Bell Labs’ Red Father operated very similarly to Eliza, and was perhaps modeled on it. “It would try to parse as much information out of what you had entered, and use that to respond to you,” Bosch says. “It was an early attempt at a conversational interface with a computer. Very often it resorted to, ‘How does that make you feel?’ and ‘I’m sorry you don’t like bananas,’ or that sort of thing. A lot of the time it wasn’t that useful in terms of what it could pull out of your texts.”
Still, in the context of today’s buzz around chatbots, it’s bizarre and fascinating that there’s no record of it. “Often, like Red Father, those things aren’t well-documented,” Hochheiser says. “It’s clear when we’re looking back at the history of Bell Labs that researchers were given a lot of leeway in what they wanted to study.” As with Silicon Valley today, he says, researchers were often in their labs “whatever darn hours they felt like being there,” and brought in things they’d built at home.

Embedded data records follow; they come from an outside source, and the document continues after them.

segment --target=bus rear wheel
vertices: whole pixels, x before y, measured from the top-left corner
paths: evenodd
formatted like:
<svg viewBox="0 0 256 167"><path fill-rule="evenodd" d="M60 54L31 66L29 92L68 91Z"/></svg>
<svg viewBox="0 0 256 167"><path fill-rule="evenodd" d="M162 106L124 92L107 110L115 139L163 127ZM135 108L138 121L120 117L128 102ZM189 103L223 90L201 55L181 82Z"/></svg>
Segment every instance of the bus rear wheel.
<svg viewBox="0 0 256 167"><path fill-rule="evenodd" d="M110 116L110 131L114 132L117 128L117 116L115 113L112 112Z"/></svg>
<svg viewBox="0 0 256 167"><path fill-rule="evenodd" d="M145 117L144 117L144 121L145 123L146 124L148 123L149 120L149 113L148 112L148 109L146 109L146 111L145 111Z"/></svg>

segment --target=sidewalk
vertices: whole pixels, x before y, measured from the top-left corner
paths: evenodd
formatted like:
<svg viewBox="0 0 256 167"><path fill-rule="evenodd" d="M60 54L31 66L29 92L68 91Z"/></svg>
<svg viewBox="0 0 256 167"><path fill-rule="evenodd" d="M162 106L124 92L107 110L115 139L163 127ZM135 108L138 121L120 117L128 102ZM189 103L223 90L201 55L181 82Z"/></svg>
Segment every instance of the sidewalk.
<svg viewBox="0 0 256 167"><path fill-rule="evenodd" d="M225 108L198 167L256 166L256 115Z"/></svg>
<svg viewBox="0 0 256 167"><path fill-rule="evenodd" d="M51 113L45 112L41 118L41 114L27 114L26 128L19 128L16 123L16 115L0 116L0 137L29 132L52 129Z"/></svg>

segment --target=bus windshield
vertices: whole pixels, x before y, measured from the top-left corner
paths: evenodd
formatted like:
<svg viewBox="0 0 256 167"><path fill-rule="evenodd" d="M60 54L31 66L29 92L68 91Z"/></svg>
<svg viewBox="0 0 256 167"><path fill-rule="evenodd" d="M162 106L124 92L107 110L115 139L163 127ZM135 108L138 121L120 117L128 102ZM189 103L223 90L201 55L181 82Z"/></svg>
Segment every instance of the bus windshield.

A. Michael Noll, a professor emeritus at the University of Southern California who worked at Bell Labs in the 1960s and wrote a memoir about it, recalls that era of innovation. Researchers were working on all sorts of passion projects in the Labs’ heyday. He was working on digital computer art. “It was all the things you hear about in Silicon Valley today,” he says.
While Noll, 83, didn’t know anything about Red Father, he says it wouldn’t be surprising for someone, perhaps in the Unix area or in speech-processing, to have come up with it on the side. “A lot of stuff we did for fun,” he says. After all, he says, Bell Labs was part of AT&T and the parent company was more interested in a new telephone switching system than in computer art — or in an early chatbot that, to them, didn’t have obvious commercial applications. “People were looking into all these things that weren’t commercialized,” he says. “The list is probably a mile long. We had the freedom at Bell Labs to do weird things for a while.”